Larry Whitehead, director of MIS in the United States for Primus, said that before the intranet changed everything, orders were processed slowly on a variety of separate platforms. Orders include information such as names, phone numbers, cities, ZIP codes, primary language, and the product the customer is ordering. The international consumer marketing group had to keep track of orders in 14 different languages.
"The heart of our business centers around our ability to get an order in-house and processed very rapidly," Whitehead said. "There's a direct relationship between the time in which we can get that order and our ability to retain them as a customer." SpaceWorks, Rockville, Md., a supplier of e-commerce software, used its OrderManager application to help solve Whitehead's problems. Primus nicknamed the resulting application Primus Order Entry Management System (POEMS), and it has become the most heavily used feature of the intranet, Whitehead said.
SpaceWorks deployed a seven-person team to integrate its OrderManager application into Primus' existing enterprise environment, and completed the project within four months. The initial cost was $250,000, Whitehead said.
Originally Primus was simply looking to manage order entry. But the OrderManager software allowed Primus to automate the way it operates with sales representatives, customer service reps, and third-party multilevel marketing organizations, and SpaceWorks delivered an application that supported the automation of buy-side and sell-side processes.
Elizabeth Sara, SpaceWorks co-founder and vice president of marketing, said OrderManager provides corporations with a modular, flexible means to automate business transactions up or down their supply chain. The modular features were key to Primus' choosing SpaceWorks, Whitehead said, because OrderManager was easily adapted for the telecommunications industry.
Primus has grown mainly through merger and acquisition, so scalability was also a key factor. "Because the product is so flexible, and because it is intranet-based, it's allowed us to migrate the platform to wherever we've acquired additional companies," Whitehead said. "The part that turned out to be most challenging was just getting our own in-house process stable long enough to get the platform deployed." Whitehead, as project manager, assembled a team of colleagues to help nail down the in-house work processes, integrate the project with different departments, and swing the odds for success in his favor. His five-person in-house team included representatives from MIS, sales, provisioning, an anti-fraud unit, and a few senior executives who served as advisors. A critical component was good commitment from senior executives that "this will be a platform the company will stay with," Whitehead said.
"You need a good team on your side of the fence," Whitehead said. "We had a very good in-house team. Second, you have to understand your market and be prepared to modify the platform very rapidly according to your market." SpaceWorks' Sara said that understanding a project's goals is half the battle. SpaceWorks' consulting arm worked with Primus on formulating the project's direction.

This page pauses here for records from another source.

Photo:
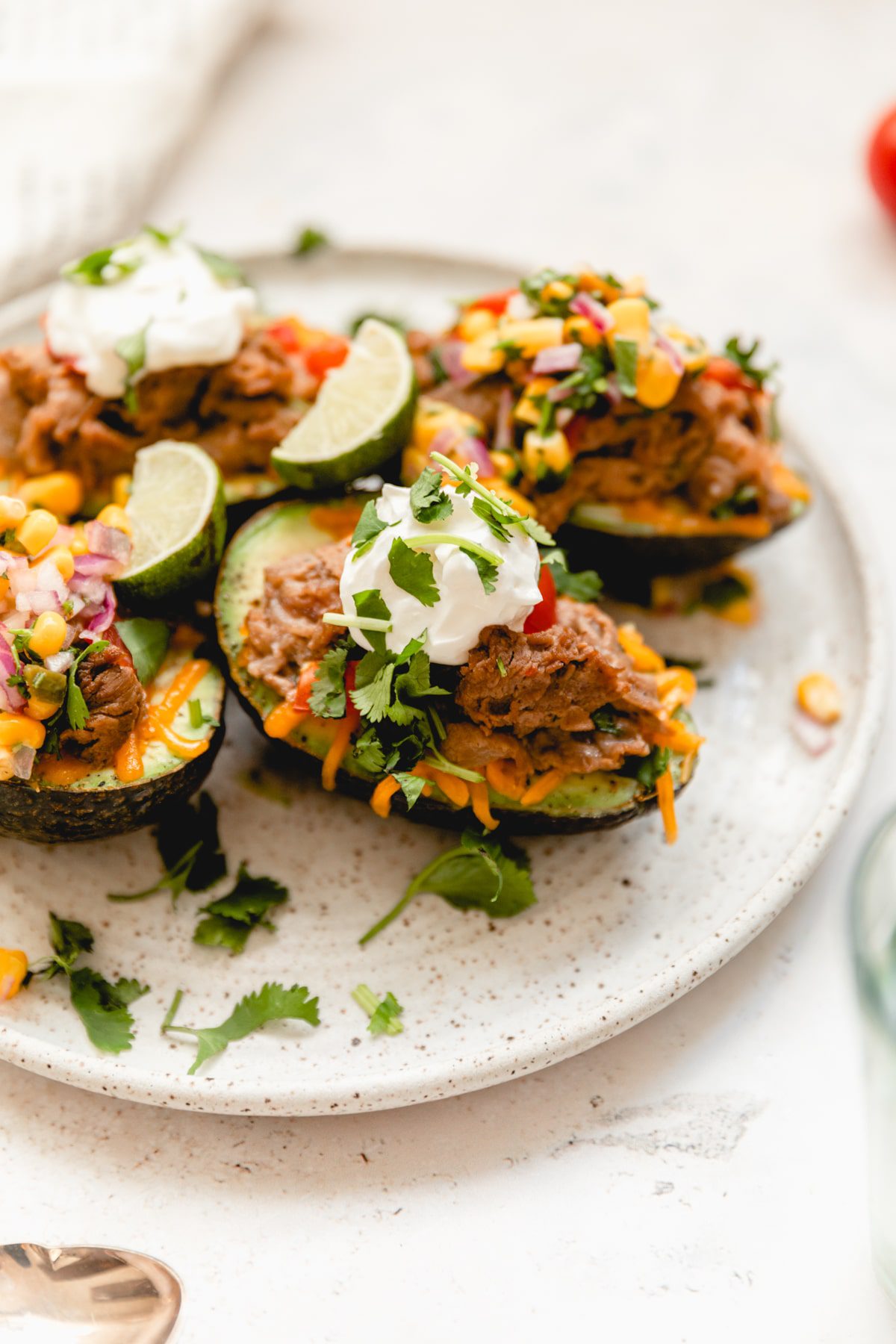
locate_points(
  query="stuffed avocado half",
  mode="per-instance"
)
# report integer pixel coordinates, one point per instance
(102, 721)
(473, 742)
(645, 453)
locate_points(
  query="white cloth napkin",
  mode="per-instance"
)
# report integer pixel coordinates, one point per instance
(96, 97)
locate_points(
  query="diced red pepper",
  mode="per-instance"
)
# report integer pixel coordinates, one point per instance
(494, 302)
(304, 688)
(543, 616)
(285, 335)
(328, 354)
(724, 371)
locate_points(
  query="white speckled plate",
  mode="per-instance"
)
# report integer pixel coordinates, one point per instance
(623, 925)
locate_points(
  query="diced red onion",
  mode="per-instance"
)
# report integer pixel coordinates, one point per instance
(815, 738)
(558, 359)
(585, 305)
(449, 354)
(23, 761)
(108, 541)
(673, 352)
(11, 695)
(105, 616)
(504, 423)
(474, 450)
(613, 393)
(89, 564)
(40, 601)
(60, 662)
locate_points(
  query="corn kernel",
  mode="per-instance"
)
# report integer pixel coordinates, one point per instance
(47, 635)
(657, 379)
(630, 319)
(532, 335)
(11, 511)
(481, 356)
(19, 730)
(476, 323)
(820, 698)
(40, 709)
(13, 965)
(433, 417)
(548, 453)
(63, 559)
(113, 515)
(37, 531)
(579, 329)
(121, 490)
(60, 492)
(556, 289)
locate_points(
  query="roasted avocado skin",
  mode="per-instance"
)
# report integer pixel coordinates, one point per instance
(270, 535)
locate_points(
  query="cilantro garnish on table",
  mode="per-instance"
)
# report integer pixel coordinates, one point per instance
(102, 1006)
(383, 1012)
(477, 874)
(231, 918)
(270, 1003)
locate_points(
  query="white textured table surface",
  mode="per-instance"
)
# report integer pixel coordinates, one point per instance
(700, 1177)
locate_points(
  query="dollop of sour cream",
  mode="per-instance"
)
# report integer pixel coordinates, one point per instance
(464, 608)
(186, 314)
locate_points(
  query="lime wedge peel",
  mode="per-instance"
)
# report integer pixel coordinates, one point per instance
(361, 417)
(179, 520)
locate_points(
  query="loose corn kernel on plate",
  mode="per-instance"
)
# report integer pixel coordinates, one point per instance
(623, 924)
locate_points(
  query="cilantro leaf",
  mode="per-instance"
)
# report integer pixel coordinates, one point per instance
(134, 351)
(272, 1003)
(370, 603)
(225, 270)
(231, 918)
(383, 1014)
(190, 847)
(411, 785)
(625, 354)
(309, 241)
(744, 359)
(327, 698)
(477, 874)
(104, 1009)
(429, 502)
(413, 571)
(147, 641)
(77, 710)
(487, 570)
(368, 527)
(583, 585)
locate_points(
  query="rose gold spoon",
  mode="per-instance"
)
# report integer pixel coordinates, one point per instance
(90, 1295)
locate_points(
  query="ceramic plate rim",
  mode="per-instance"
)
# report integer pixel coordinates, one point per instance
(505, 1058)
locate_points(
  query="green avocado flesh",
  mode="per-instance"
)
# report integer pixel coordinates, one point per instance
(100, 804)
(578, 804)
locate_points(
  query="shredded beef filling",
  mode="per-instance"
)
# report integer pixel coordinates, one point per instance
(285, 629)
(114, 700)
(521, 698)
(706, 445)
(237, 411)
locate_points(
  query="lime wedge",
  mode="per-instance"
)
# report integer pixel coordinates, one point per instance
(179, 520)
(361, 417)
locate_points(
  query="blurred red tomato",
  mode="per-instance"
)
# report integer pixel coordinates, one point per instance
(882, 161)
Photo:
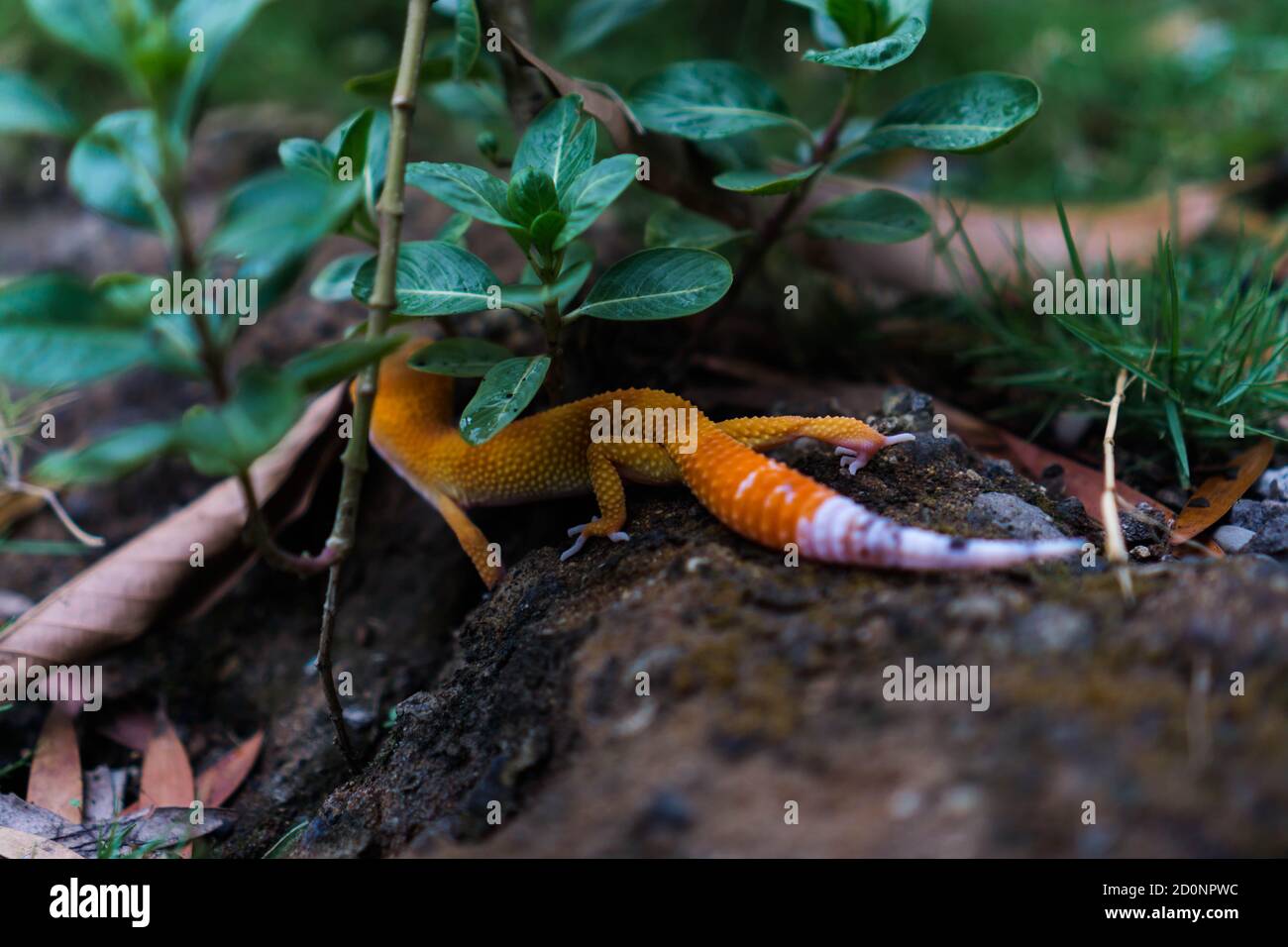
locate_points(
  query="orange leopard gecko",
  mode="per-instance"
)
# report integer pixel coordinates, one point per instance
(557, 453)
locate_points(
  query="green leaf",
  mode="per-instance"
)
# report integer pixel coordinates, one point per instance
(554, 144)
(56, 331)
(279, 215)
(531, 193)
(660, 283)
(591, 192)
(1173, 428)
(335, 282)
(364, 138)
(468, 31)
(460, 357)
(454, 228)
(675, 226)
(112, 458)
(227, 440)
(590, 21)
(545, 230)
(307, 155)
(872, 217)
(707, 99)
(220, 22)
(103, 30)
(883, 51)
(115, 169)
(29, 110)
(434, 278)
(535, 295)
(330, 365)
(973, 112)
(465, 188)
(506, 389)
(764, 183)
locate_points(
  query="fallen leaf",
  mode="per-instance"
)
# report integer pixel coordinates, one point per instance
(14, 844)
(600, 106)
(104, 792)
(1219, 493)
(132, 729)
(55, 781)
(116, 599)
(218, 783)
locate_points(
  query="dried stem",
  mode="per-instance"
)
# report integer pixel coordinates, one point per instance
(1116, 547)
(381, 304)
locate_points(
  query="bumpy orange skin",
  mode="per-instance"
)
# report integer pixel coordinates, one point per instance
(557, 454)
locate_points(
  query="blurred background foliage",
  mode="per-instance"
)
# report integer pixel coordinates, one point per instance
(1173, 89)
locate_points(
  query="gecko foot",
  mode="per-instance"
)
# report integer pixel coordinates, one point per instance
(580, 532)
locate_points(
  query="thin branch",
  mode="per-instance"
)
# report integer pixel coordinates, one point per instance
(381, 304)
(1116, 547)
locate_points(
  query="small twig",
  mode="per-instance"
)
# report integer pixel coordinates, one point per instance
(1116, 545)
(381, 304)
(52, 500)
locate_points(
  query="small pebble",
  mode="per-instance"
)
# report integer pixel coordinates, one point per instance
(1233, 539)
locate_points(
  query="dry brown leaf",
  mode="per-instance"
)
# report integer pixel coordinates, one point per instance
(104, 792)
(166, 776)
(14, 844)
(1128, 228)
(55, 780)
(115, 599)
(218, 783)
(600, 106)
(132, 729)
(1080, 480)
(1223, 491)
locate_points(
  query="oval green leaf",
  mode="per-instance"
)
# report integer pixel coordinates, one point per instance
(661, 283)
(874, 217)
(505, 390)
(335, 282)
(764, 183)
(590, 195)
(29, 110)
(465, 188)
(967, 114)
(434, 278)
(112, 458)
(707, 99)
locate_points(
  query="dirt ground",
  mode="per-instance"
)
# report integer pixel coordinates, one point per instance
(514, 724)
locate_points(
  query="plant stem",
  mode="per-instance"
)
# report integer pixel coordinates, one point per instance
(381, 304)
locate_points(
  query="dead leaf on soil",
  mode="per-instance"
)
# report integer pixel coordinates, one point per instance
(166, 776)
(14, 844)
(116, 599)
(132, 729)
(104, 792)
(217, 784)
(165, 827)
(1220, 492)
(55, 781)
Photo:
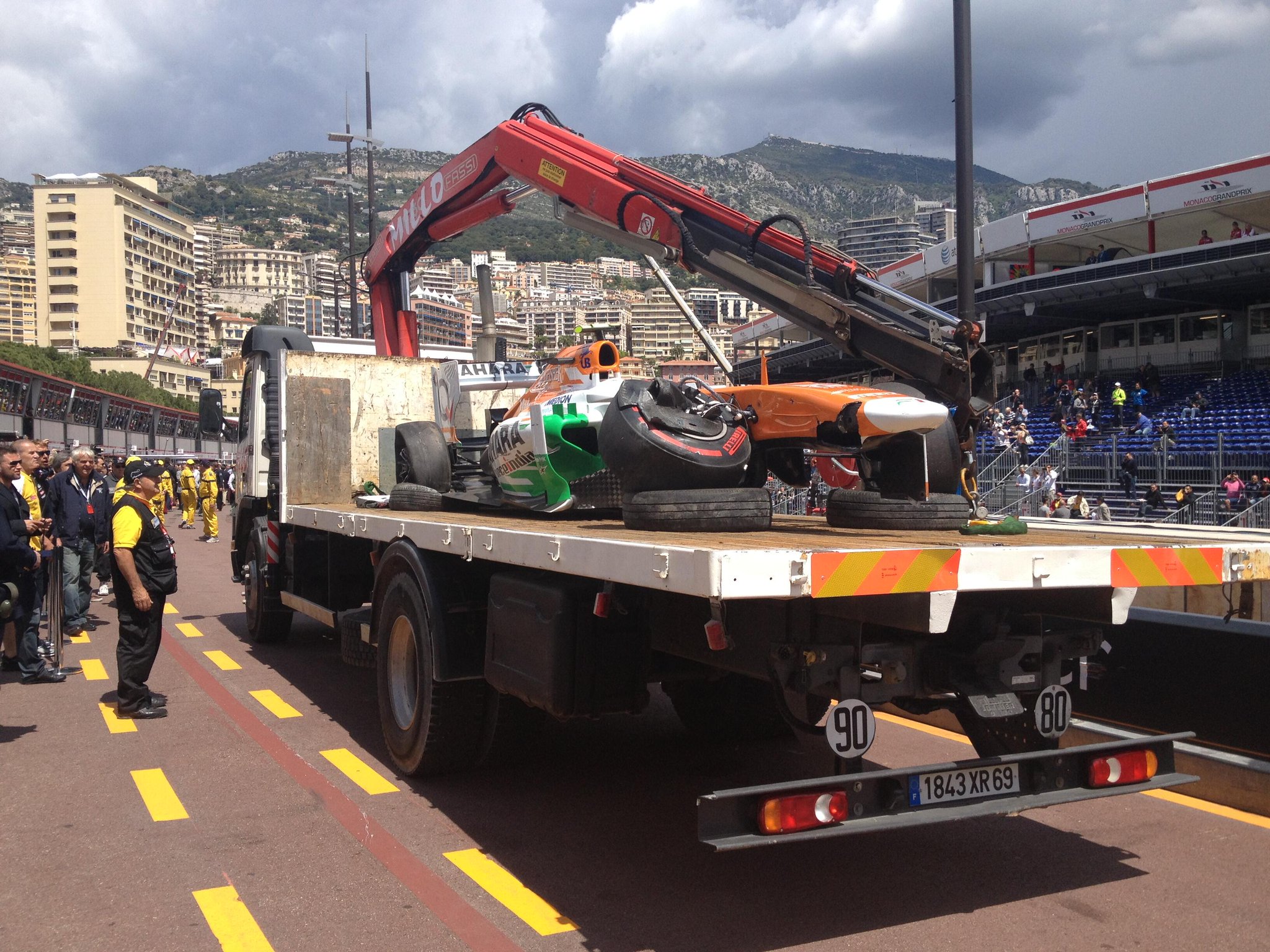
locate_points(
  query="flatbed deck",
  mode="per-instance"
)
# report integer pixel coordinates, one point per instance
(802, 557)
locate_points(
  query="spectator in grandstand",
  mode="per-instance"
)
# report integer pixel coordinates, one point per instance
(1197, 405)
(1129, 477)
(1049, 483)
(1233, 487)
(1118, 398)
(1153, 499)
(1078, 506)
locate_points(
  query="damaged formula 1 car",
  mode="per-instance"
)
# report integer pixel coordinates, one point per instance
(689, 456)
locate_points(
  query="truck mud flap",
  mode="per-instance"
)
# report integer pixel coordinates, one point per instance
(887, 800)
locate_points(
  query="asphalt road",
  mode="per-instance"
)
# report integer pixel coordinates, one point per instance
(585, 842)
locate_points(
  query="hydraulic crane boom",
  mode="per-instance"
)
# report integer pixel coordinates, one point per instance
(649, 213)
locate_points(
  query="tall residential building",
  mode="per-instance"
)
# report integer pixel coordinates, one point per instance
(18, 299)
(879, 242)
(17, 231)
(935, 219)
(111, 257)
(259, 270)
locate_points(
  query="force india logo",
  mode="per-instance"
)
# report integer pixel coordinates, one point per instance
(427, 197)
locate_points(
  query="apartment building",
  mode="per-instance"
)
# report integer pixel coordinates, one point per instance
(18, 299)
(111, 258)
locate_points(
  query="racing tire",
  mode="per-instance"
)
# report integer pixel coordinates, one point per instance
(422, 455)
(943, 455)
(651, 457)
(352, 650)
(746, 509)
(864, 509)
(728, 708)
(267, 620)
(431, 728)
(409, 496)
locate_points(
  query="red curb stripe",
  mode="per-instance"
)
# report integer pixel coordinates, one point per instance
(465, 922)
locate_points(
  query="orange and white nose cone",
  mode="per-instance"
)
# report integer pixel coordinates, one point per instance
(901, 414)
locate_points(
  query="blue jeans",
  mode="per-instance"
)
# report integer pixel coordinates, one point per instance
(78, 559)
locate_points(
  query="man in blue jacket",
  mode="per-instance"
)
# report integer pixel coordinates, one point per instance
(79, 511)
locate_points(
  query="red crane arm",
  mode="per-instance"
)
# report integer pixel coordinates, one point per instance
(652, 213)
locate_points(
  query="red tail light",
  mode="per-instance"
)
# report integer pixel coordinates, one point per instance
(1126, 767)
(803, 811)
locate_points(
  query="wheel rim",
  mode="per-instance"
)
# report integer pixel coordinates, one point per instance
(403, 673)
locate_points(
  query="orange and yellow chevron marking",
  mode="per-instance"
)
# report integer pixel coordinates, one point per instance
(1145, 568)
(884, 573)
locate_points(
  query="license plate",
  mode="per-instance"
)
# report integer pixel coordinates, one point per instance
(973, 782)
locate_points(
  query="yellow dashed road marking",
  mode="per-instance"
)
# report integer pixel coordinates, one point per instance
(223, 660)
(116, 724)
(230, 920)
(358, 771)
(162, 800)
(530, 907)
(275, 705)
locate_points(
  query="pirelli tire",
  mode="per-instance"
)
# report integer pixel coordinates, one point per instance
(411, 496)
(744, 509)
(865, 509)
(647, 455)
(352, 650)
(422, 455)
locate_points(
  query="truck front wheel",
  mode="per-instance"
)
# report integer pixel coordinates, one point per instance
(266, 620)
(430, 726)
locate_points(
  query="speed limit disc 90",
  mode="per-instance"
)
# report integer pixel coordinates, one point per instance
(850, 728)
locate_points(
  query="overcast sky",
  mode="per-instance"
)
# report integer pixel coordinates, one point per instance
(1100, 90)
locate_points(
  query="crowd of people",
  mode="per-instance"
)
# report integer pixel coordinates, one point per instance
(93, 514)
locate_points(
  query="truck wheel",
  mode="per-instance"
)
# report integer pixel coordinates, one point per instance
(422, 455)
(864, 509)
(728, 708)
(744, 509)
(654, 447)
(352, 650)
(409, 496)
(267, 620)
(431, 728)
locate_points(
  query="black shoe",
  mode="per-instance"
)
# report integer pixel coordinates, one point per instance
(146, 712)
(45, 676)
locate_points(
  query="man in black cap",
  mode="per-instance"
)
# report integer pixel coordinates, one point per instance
(145, 574)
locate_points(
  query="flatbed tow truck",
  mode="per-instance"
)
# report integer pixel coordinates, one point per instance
(471, 616)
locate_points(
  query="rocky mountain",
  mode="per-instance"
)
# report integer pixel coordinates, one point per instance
(822, 184)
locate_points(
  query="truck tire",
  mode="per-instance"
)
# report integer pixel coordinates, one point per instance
(422, 455)
(409, 496)
(746, 509)
(431, 728)
(267, 620)
(654, 447)
(864, 509)
(352, 650)
(728, 708)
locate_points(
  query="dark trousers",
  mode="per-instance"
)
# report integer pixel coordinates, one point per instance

"Our goals were a few," Whitehead said. "One was to improve quality of service to our customers. Secondly, we wanted to have a platform in-house that would be a repository for our data, where we could go by and check the status of any order at any time. A third matter was to make sure we had an automated process by which we could collect an order and give it to our billing platform." Primus' final goal was to automate orders to feed the fulfillment process without errors.
About 400 employees use the OrderManager application, including the international consumer marketing group, commercial sales, a call center in Tampa, Fla., and a customer service group based in Fort Lauderdale, Fla.
"POEMS is the hottest thing on our intranet right now, because our sales folks found they could get out in the field with this product, sit in front of one of our potential clients, and tell them exactly where our telecommunications network is," Whitehead said.
Whitehead estimates the system has saved Primus $500,000 [bold added by me] annually by increasing productivity. Average order-provisioning time was cut in half, from two weeks to one week, and customer service has doubled the number of orders handled monthly without adding more staff. POEMS also helps keep orders from being lost or misfiled.